MARKET WRAPS
Watch For:
Eurozone Harmonised CPI, Construction Output, ECB Financial
Stability Review; U.K. Producer Prices, Monthly Inflation, House
Price Index; Italy Foreign Trade EU; updates from Aeroports de
Paris, Bouygues, Siemens Healthineers, Hapag Lloyd, IAG, Experian,
British Land, SSE, Sage, Informa, Spirax-Sarco, Smiths Group
Opening Call:
Persistent worries about inflation will likely drag on European
stocks on Wednesday. In Asia, shares were trading mostly in the
red, the dollar's rally continued and Treasury yields extended
their gains. In commodities, oil was lower but gold inched
higher.
Equities:
European stocks face moderate opening losses on Wednesday, as
the mood sours slightly on worries the Federal Reserve may
accelerate its asset tapering to combat stubbornly high
inflation.
Shares on Wall Street closed slightly higher as investors
reviewed data that showed strong consumer spending and more robust
earnings reports.
However, worries remained about inflation that have sapped
markets of momentum in recent weeks. Possible higher interest rates
could knock stocks and other riskier assets that have benefited
from 18 months of monetary stimulus.
"We're moving toward a period now of maybe a bit more
volatility," said Frank Øland Winther, global chief strategist at
Danske Bank, pointing to Covid-19 cases in Europe, trouble in
China's property sector and inflation in the U.S. as potential
challenges for the market. "The returns we have seen this year so
far just cannot continue."
Stocks to Watch: BHP's shareholders could share in an extra $5
billion-plus capital pot--on top of an expected 80% ordinary
dividend payout--by the end of fiscal 2022, Macquarie reckons. The
bank expects the miner, which is offloading its petroleum business
and sold its BMC coal stake, to offer investors material cash
returns even if it chooses to keep net debt at a conservative
level.
Factoring in an 80% payout ratio for fiscal 2022, BHP could end
the year in a net cash position of $3.2 billion, Macquarie said.
"This net cash position indicates ample additional cash return
capacity." Macquarie reckons the collapse of BHP's dual listing
could prompt it to resume large off-market buybacks in addition to
increased cash payouts.
Forex:
The dollar remained in strong demand against other major
currencies, with the USD Index breaking the 96.00 level.
However, IG said there were some mixed signals for currency
dealers to consider: the U.S. retail sales data backed the case
that strength in the country's economic conditions can withstand an
earlier interest-rate lift-off; positive developments surrounding
the U.S. infrastructure bill seem to have been priced in, and an
increase in Covid-19 cases in the U.S. may damp risk sentiment.
TD Securities said the dollar could weaken in 2022 as the Fed is
unlikely to raise interest rates as expected.

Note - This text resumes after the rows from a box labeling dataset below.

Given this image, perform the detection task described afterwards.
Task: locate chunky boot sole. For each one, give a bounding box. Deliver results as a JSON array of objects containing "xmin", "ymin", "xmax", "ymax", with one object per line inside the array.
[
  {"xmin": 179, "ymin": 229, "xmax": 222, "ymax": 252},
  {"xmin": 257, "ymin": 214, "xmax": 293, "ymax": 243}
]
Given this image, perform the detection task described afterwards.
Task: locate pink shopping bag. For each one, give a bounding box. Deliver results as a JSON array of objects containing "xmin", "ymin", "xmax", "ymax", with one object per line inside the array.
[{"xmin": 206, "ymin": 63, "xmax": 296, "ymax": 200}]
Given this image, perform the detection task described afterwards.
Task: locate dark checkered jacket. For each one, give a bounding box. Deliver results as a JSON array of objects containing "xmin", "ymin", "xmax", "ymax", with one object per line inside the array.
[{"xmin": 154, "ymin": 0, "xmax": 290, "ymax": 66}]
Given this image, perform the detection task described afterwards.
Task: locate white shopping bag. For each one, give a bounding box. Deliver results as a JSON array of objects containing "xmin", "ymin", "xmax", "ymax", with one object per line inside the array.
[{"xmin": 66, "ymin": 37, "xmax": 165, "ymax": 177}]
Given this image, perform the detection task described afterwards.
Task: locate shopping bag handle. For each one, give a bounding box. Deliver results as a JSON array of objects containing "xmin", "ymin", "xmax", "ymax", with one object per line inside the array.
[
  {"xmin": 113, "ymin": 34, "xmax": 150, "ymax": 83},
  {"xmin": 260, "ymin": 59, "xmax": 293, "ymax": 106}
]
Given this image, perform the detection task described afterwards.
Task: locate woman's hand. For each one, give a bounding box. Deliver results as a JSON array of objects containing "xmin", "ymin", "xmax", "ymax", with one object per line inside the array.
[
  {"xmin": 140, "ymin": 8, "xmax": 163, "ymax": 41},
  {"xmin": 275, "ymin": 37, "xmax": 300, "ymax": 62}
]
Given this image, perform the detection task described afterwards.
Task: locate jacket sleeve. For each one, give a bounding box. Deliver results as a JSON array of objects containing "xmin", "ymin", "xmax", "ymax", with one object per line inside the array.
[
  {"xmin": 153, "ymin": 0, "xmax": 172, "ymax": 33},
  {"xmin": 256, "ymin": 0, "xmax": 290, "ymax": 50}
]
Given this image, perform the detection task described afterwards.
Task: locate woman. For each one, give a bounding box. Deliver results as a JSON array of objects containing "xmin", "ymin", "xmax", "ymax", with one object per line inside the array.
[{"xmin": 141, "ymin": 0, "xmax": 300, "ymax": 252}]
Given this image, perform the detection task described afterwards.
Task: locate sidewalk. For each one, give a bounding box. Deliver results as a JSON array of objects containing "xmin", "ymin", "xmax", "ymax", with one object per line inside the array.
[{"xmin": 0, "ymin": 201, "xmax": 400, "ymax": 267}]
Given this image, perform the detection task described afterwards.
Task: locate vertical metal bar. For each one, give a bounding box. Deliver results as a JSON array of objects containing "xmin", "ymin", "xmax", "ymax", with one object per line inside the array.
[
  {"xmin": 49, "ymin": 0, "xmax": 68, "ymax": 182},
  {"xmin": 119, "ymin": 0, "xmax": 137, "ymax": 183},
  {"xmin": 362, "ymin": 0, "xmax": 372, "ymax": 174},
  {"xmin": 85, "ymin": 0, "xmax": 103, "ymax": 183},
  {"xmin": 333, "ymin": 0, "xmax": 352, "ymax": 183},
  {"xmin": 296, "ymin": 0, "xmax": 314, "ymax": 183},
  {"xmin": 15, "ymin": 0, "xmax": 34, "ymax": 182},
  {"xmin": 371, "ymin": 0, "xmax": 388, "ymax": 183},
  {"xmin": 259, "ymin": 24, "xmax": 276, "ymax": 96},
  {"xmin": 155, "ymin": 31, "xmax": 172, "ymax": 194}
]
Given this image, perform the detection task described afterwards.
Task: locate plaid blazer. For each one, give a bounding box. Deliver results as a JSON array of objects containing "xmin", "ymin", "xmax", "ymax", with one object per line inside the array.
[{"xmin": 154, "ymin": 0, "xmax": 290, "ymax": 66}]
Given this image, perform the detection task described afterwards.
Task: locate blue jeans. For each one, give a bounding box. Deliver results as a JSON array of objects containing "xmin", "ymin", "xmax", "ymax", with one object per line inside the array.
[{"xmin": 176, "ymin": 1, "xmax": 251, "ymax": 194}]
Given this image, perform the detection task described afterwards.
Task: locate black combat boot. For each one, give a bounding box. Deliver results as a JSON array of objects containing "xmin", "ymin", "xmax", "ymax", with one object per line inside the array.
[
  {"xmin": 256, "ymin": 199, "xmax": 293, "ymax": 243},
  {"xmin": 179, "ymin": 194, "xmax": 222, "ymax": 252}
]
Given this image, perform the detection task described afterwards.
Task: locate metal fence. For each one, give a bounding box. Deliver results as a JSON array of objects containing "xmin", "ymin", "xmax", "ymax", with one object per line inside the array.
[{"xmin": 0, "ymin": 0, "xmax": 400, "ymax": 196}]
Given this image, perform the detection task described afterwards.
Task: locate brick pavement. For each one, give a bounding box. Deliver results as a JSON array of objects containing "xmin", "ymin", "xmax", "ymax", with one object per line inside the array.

The Fed's tapering is
expected to be completed in June 2022 and markets are pricing in an
interest-rate rise shortly after that, TD said.
"With U.S. growth expected to decelerate through 2022, we don't
see much incentive for the Fed to lift rates next year." TD thinks
the Fed is likely to hold off on lifting rates until late 2023 and
expects the DXY Dollar Index to fall to 92.5 by the fourth quarter
of 2022.
Separately, TD said sterling is likely to strengthen in 2022 as
the Bank of England will lead many of its G10 peers in raising
rates, albeit at a slow pace.
Sterling has the "ultimate split-personality" across major
currencies as it has the most challenging mix of growth and
inflation based on year-ahead consensus expectations but it's
trading at a significant discount and the BOE looks set to lift
rates at its February, August and November meetings next year.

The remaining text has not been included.